McCannel’s female companion arranged an employment “tryout” for him at the gambling hall, where he was subjected to a one-week crash course in dealing cards. He had no previous experience working in a casino environment, but quickly learned the trade.

“It was one of the highlights of my life,” he said of his tenure there in 2009-10. “It was fun. The sun doesn’t set, you get off work at 2 a.m., you’re with all your friends, and then you go to someone’s place and play poker until 6 a.m.

“And you’re in this amazing wilderness, but in a small town. You can go canoeing on the river, and we did lots of partying, for sure. I don’t know if it’s something about the sun never setting, or people being cooped up inside all winter, but everyone is just having a fun time.”

Due to the Earth’s axial tilt, the sun doesn’t set during the summer months in the Yukon, which can really throw someone off after an evening gambling bender.

McCannel said an interesting mix of tourists and locals visit the casino. Many of the tourists are from Alaskan Cruise ships who do day trips through Dawson City. Others stop in as part of a long road trip through the northern regions of Canada and Alaska. The local miners also “have a lot of cash and nothing to spend it on having a good time.”

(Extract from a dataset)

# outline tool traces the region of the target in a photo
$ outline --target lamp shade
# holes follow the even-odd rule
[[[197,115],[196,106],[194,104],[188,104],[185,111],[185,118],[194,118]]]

One night, he recalled, some very special guests rolled into the casino: actors Jack Black, Steve Martin, and Owen Wilson. The trio were in town filming The Big Year and couldn’t resist the opportunity to play some poker and enjoy the entertainment. (The comedy film is about three friendly rivals who travel to remote areas of North America in a quest to count more bird species than anyone else. It received a weak 42% rating on Rotten Tomatoes.)

A friend of McCannel’s dealt cards to the famous actors, who apparently tipped very well. Wilson even played some soccer with McCannel and his friends the following night in the town.

“It’s such a fun casino — live music, good shows going all night,” recalled McCannel, who now works as head of app partnerships for a company in Victoria, British Columbia. “People are there to have fun, so as a dealer I could be incredibly animated. It just feels different than a Vegas casino, or casinos in British Columbia. The atmosphere was so positive.”

Somerville’s path to Dawson City was similar to McCannel’s. He formerly worked in a museum in Nova Scotia, and at the end of a relationship with a girlfriend, he wanted to move on to a new adventure. He saw a job posting for the museum in Dawson City. He applied, got the job, and 11 years later, he’s still there.

“I just fell in the love with the place,” Somerville explained. “There’s just something about this place that just captures some people and they find themselves attracted to the community and the people. I don’t know what it is. If you could bottle and sell it, you’d be a millionaire.”

Prior to living and working in Dawson City, Somerville had never been to a casino despite calling major cities like Toronto and Halifax home. And although he doesn’t fancy himself a big gambler, the history and theater of Diamond Tooth Gerties is still appealing to him.

“It’s the character that really does make Diamond Tooth Gerties special.”